Class stored in SpatialCells for spatial Psf fitting.

PsfCandidate is a detection that may turn out to be a PSF. We’ll assign them to sets of SpatialCells; these sets will then be used to fit a spatial model to the PSF.

class SingleGaussianPsf : public lsst::afw::table::io::PersistableFacade<SingleGaussianPsf>, public lsst::meas::algorithms::KernelPsf
#include <SingleGaussianPsf.h>

Represent a PSF as a circularly symmetrical Gaussian.

class WarpedPsf : public lsst::meas::algorithms::ImagePsf
#include <WarpedPsf.h>

A Psf class that maps an arbitrary Psf through a coordinate transformation.

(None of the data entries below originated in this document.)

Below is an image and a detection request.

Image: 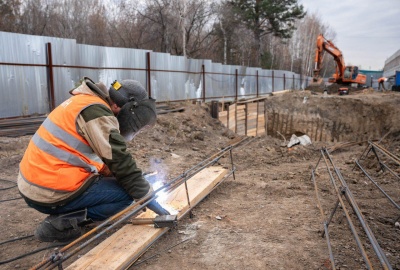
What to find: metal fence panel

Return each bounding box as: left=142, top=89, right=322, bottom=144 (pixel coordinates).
left=0, top=32, right=310, bottom=118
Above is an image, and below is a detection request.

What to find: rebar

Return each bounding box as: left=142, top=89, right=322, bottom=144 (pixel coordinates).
left=31, top=137, right=248, bottom=269
left=325, top=150, right=392, bottom=269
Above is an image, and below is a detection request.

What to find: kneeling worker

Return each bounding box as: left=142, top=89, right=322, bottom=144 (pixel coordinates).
left=18, top=77, right=169, bottom=242
left=378, top=77, right=387, bottom=90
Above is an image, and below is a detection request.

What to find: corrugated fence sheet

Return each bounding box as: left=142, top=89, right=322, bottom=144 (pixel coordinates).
left=0, top=32, right=307, bottom=118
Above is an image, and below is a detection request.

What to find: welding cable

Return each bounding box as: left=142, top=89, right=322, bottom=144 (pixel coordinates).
left=0, top=179, right=17, bottom=190
left=132, top=237, right=194, bottom=266
left=0, top=234, right=34, bottom=246
left=0, top=197, right=22, bottom=203
left=0, top=243, right=65, bottom=265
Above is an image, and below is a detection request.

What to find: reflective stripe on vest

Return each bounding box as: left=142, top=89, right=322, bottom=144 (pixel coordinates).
left=20, top=95, right=111, bottom=191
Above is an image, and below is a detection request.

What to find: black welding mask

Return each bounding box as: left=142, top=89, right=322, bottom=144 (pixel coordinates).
left=109, top=80, right=157, bottom=141
left=117, top=97, right=157, bottom=141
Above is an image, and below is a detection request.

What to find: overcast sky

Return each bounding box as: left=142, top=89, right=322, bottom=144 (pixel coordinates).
left=298, top=0, right=400, bottom=70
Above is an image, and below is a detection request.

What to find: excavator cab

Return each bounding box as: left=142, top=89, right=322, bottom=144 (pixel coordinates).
left=343, top=66, right=358, bottom=80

If K_0(x,x’) is the unwarped PSF, and f is the coordinate transform, then the warped PSF is defined by

K(f(x),f(x’)) = K_0(x,x’) (*)

We linearize the coordinate transform in the vicinity of the point where the PSF is computed. The definition (*) does not include the Jacobian of the transformation, since the afw convention is that PSF’s are normalized to have integral 1 anyway.

namespace interp

Functions

template<typename MaskedImageT>
std::pair<bool, typename MaskedImageT::Image::Pixel> singlePixel(int x, int y, MaskedImageT const &image, bool horizontal, double minval)

Variables

double const lpc_1_c1 = 0.7737

LPC coefficients for sigma = 1, S/N = infty

double const lpc_1_c2 = -0.2737
double const lpc_1s2_c1 = 0.7358

LPC coefficients for sigma = 1/sqrt(2), S/N = infty. These are the coeffs to use when interpolating at 45degrees to the row/column

double const lpc_1s2_c2 = -0.2358
double const min2GaussianBias = -0.5641895835

Mean value of the minimum of two N(0,1) variates.